In the recent article, “Identification and Preservation of Arm Lymphatic System in Axillary Dissection for Breast Cancer to Reduce Arm Lymphedema Events: a Randomized Clinical Trial,” Yuan and colleagues describe their technique for a variation on the axillary reverse mapping (ARM) technique, which they have termed iDEntification and Preservation of ARm lymphaTic system (DEPART). The authors aim to further improve on decreased lymphedema rates by identifying the complete arm lymphatic system. They identified arm nodes with indocyanine green (ICG) initially and subsequently injected them directly with additional methylene blue (MB) in order to further identify subsequent echelon nodes.1

In our experience with the ARM technique, our lymphedema rates for sentinel lymph node biopsy (SLNB) and axillary lymph node dissection (ALND) were < 1% and < 7%, respectively.2 We have continued our reapproximation of lymphatics when blue arm nodes must be resected and have carried that technique over to all SLNB procedures as well. The authors speculate that ARM has not been fully adopted worldwide for routine clinical use due to uncertain oncologic safety; however, it seems that recent surgical data are trending toward increasingly less axillary surgery. Our experience with the ARM technique is not only that it is oncologically safe, but also an effective means of limiting morbidity for our patients.2 The lymphedema rates used for comparing surgery with radiation are gradually leading us to substitute radiation for treatment of the axilla; however, we have a means to improve upon those rates and perform better surgery.3 In scenarios of truly advanced regional disease requiring both ALND and axillary radiation, we owe it to our patients to work to minimize the morbidity associated with the surgical portion of the treatment.

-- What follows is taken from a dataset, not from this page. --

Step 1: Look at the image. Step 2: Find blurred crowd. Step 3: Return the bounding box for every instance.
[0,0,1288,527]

The slow rate of adoption may also be partially due to what is perceived as a learning curve and concern regarding the additional time required for dissection of these lymphatics in order to spare them. In our experience, we use intraoperative injection of both technetium (Tc) and isosulfan blue. These are performed expeditiously in the operating room after induction. The dissection is not necessarily always affected by arm lymphatics, as these are not always identified, especially from smaller SLNB incisions.4 It can be argued that this is when the technique is most useful in that it allows for identification of a juxtaposed arm lymph node which may have been harmed or resected if not identified at the time of a SLNB. Although SLNB lymphedema rates are low, there are so many more SLNB procedures performed for axillary staging that the actual total number of affected patients stands to be larger than those affected after ALND, most saddening in scenarios of a truly negative axilla. Rates of lymphedema cited in the literature for SLNB vary, but the rate of 7–8% seen in some larger series illustrates the potential magnitude of the effect on our cancer patients.5,6

In the case of ALND, the arm lymphatics are freed from the surgical specimen and spared if not involved by Tc/breast crossover drainage. It actually becomes easier to identify these arm lymphatics even when they are not blue in their efferent upper-echelon nodes as one becomes more familiar with the location, patterns, and appearance of these lymphatics. In most cases, it is not any more time consuming than the dissection would have been routinely without it. The technique requires only the desire to expand our knowledge and experience in order to improve patient outcomes.

The authors cite subjective discrepant judgement of ultrasonographers and surgical bias from a single-surgeon experience, which might have led to the high rate of metastasis for SLNB. This incidentally leads us to another tool we have at our disposal, i.e., using ultrasound intraoperatively to help identify lymph nodes which are deemed to have suspicious morphology or characteristics. This seems to have assisted the authors in identifying a high rate of positive SLNB in clinically negative axilla, and proves a useful adjunct even in the context of dual and triple mapping.

ARM lymphatics may need to be interrupted not only for crossover, but also for cases of high axillary disease burden in regionally advanced disease. These are cases in which not only is reapproximation an option, but also more advanced techniques such as lymphatic–venous anastomosis (lymphatic microsurgical preventing healing approach, LYMPHA) may be of benefit.7 These techniques are options we may all learn to varying degrees and have within our armamentarium in order to be able to provide our patients the best possible surgery with the best outcomes available.

In conclusion, it is incumbent upon us to continue to strive for decreased morbidity related to our treatment of breast cancer. We have shown that we can do better surgery with improved outcomes, and we owe it to our patients to continue our work on surgical techniques. The DEPART and ARM techniques may seem arduous or overwhelming, but there are benefits to be gained and we must rise to the challenge.